“My right and left legs don’t match perfectly,”
So begins a long list counting the ways in which I measure up short.
My teeth have been knocked crooked
by names I could never turn into songs,
notes that latched onto the tops of incisors as I tried to sing them into clef;
refusing to leave my mouth like they were dangling from a cliff,
digging everything in their hands into the edge;
clinging, struggling the earth into shift with their desire not to fall on deaf ears.
My spine was built with as much ‘slither’ as ‘stand-tall,’ and
when I try to be more of the latter,
my ribs and vertebrae turn to a Venice Beach drum circle
before realizing they lost their song during years they spent slouched.
I am afraid of what I look like with good posture.
I am afraid that if I stand up straight I might remind you of my father
or yours, because I have been slumping since I fell from his image to this place.
If I speak to you with my chest held high, I am lying to you.
If I dare you to hit me, I am bluffing
If I tell you I love you, I mean it,
but i have never learned to love properly,
so I can’t tell you what that will feel like.
I only know hard, fast, reckless, overwhelming, unrequested, unrequited.
The kind that perches above you just outside of your periphery; strikes without warning or probable cause, and often without justification.
The kind of love that is always lonely.
that you wish had just stayed likes and smiles and winks and light,
it grows up and reminds you of the fact that thunder is indicative of electrocution.

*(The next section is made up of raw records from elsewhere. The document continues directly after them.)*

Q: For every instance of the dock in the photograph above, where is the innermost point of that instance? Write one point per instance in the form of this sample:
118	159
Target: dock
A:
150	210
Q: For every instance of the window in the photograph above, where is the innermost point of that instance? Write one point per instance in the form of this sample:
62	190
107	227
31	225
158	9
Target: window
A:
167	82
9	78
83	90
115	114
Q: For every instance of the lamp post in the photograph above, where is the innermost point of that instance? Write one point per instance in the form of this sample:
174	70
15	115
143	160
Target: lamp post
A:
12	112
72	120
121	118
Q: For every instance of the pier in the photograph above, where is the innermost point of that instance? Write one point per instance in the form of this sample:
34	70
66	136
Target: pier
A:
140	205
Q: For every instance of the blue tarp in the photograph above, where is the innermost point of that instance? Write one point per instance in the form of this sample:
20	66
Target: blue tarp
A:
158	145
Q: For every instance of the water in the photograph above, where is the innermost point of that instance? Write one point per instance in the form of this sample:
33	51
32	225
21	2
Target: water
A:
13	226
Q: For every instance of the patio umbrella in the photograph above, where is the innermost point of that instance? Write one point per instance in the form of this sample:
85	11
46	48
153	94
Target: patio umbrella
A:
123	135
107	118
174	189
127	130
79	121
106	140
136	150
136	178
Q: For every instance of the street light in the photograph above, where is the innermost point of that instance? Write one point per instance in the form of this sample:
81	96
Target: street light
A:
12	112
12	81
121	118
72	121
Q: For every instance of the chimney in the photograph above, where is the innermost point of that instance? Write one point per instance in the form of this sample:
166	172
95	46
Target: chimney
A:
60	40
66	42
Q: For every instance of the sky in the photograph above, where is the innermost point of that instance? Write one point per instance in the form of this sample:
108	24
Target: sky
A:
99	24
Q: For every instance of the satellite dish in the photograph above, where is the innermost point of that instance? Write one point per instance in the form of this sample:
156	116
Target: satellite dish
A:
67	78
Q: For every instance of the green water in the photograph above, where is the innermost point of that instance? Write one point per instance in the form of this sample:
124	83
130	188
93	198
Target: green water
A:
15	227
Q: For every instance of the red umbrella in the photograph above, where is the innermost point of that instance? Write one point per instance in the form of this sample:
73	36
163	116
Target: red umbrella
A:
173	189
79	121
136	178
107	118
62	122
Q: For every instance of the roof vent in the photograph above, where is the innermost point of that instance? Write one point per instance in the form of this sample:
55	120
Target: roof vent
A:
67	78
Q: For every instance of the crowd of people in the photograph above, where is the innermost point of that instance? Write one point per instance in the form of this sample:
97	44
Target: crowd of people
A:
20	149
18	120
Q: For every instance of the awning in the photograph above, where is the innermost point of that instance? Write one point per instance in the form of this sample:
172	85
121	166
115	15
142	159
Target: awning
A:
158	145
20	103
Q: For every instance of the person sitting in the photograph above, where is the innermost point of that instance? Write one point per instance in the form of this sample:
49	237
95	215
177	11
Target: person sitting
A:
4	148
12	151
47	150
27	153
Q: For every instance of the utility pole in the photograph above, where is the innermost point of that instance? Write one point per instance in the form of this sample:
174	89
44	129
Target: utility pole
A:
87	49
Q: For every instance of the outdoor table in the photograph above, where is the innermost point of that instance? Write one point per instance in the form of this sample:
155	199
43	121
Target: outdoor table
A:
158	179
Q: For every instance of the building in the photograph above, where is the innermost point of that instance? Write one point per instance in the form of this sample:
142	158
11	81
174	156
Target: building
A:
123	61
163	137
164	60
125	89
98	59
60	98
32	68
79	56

The kind of love you wish would leave, because you didn’t invite it over and are too nice to keep your door dead-bolted;
not built for newcomers, who might give it up entirely because of one bad trip like: “If that’s what it is, then I’m just going to buy a puppy.”
I’ve never felt like I knew God, or even that God was knowable to me,
but still I searched for him in the backs of mouths, and crooks of necks, and the places where wings would attach to rib cages…
In the smalls of backs, and in the soft flesh between inner thigh and altar.
I wrote one hundred prayers before I realized I was writing love poems for you.
So I stopped writing prayers and started drawing your picture.
And I stopped asking God for help.
This probably should have topped the list, though.